I have a 12th gen on Fedora and I usually drain a little more than that overnight if I leave it in suspend. Better than the initial ~8 - 10% when I bought it with no additional set up, but not as good as 1 - 2%.
I use all USB-C expansion cards and recommended TLP settings.
Thank you everyone for your comments. @nadb - just to answer your question of why it is important, it’s a big convenience. This laptop is for non-work related projects and my usage cycle is usually to quickly open it up, do a little work, then put it down. It’s been a while but I recall, hibernate required me to type in my password twice, once to unlock the swap partition, then once to log into Gnome.
In any case, it looks like my mileage may vary. I’ll see how it does once I get my laptop (13" ryzen) and I’ll report back on this thread.

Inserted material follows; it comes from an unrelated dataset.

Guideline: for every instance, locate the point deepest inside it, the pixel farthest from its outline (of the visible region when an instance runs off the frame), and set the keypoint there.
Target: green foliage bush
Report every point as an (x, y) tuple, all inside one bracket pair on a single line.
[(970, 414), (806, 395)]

I applied all there recommended setting in the TLP for ubuntu doc.
It does seem to have helped. I now have about 10% loss when suspended for a day. My experience when on battery does not seem to have been impacted… still very responsive. I am running Mint 21.2.
I’m going to keep tracking and report back after a few days.
Hey @Ricardo , by “with battery saver power profile and powertop enabled”, do you mean that you’re just using powertop to monitor the situation, or that you used it to tune any settings? If it’s the latter, do you mind sharing what you changed?
Also - I little off-topic - how’s Pop!_OS been for you, on the FW13 AMD? I’m running it on my System76, but am a little concerned that it might not have the best support for the AMD.
I meant using system 76 power profiles (Battery Life option). I installed powertop and enabled the service, also did the calibrate and auto-tune option before enabling the service. Didn’t do anything else. This morning I noticed it lost 3% overnight, not bad either. I think Pop OS does have support for AMD, they also sell laptops with AMD. I do not game on it (but tempted to try), for now I just use Firefox, 1password, visual code, terminal and discord and it works fine and get between 8 and 10 hours. I think it could be better, yesterday noticed Pop Shop uses a lot of ram and resources in the background so I’m thinking on maybe remove it.
Suspending to RAM, this sound about right. We are working to continue to drill this down to a better drain rate, however it’s still a work in progress.
If automatic suspend to hibernation (when the battery reaches a certain threshold) would work that would make things much better. How can I achieve that in Fedora ?
@Geert_Schuring If you used btrfs you’ll need to setup a subvol for swap set a swapfile of size ram+zram and then set the resume uuid and resume offset of the subvol and add the resume module into dracut and edit the systemd sleep config to enable hyrbid sleep.
I’ve got a reply which links to a fedora gist on how to do all the above.
For Framework Laptop 13 AMD Ryzen™ 7040 Series configurations, you will absolutely want to use power-profiles-daemon for the absolute best experience. Do NOT use TLP. Without getting too detailed, there are things happening behind the scenes that require PPD for the best experience for our Linux customers.
AMD has expressly indicated we want to have users on PPD.
What is the consensus of splitting this thread by chip?
I am finding the desire to search out solutions for suspend power consumption on AMD yet there is not yet a dedicated general or suspend power consumption thread for AMD Frameworks.
Hrm … So I left my fw13 last night unplugged and let it suspend with the 6.7-rc1 kernel with the cros_ec patch applied.
What is interesting is that from a ~1.6W initial suspend/idle draw - it increased linearly overnight (see pic) to around 3-4W ~ by the time I resumed it in the morning.
See PIC:
I did have an issue with baloo indexer this morning - I’ll repeat tonight and see if I get the same curve.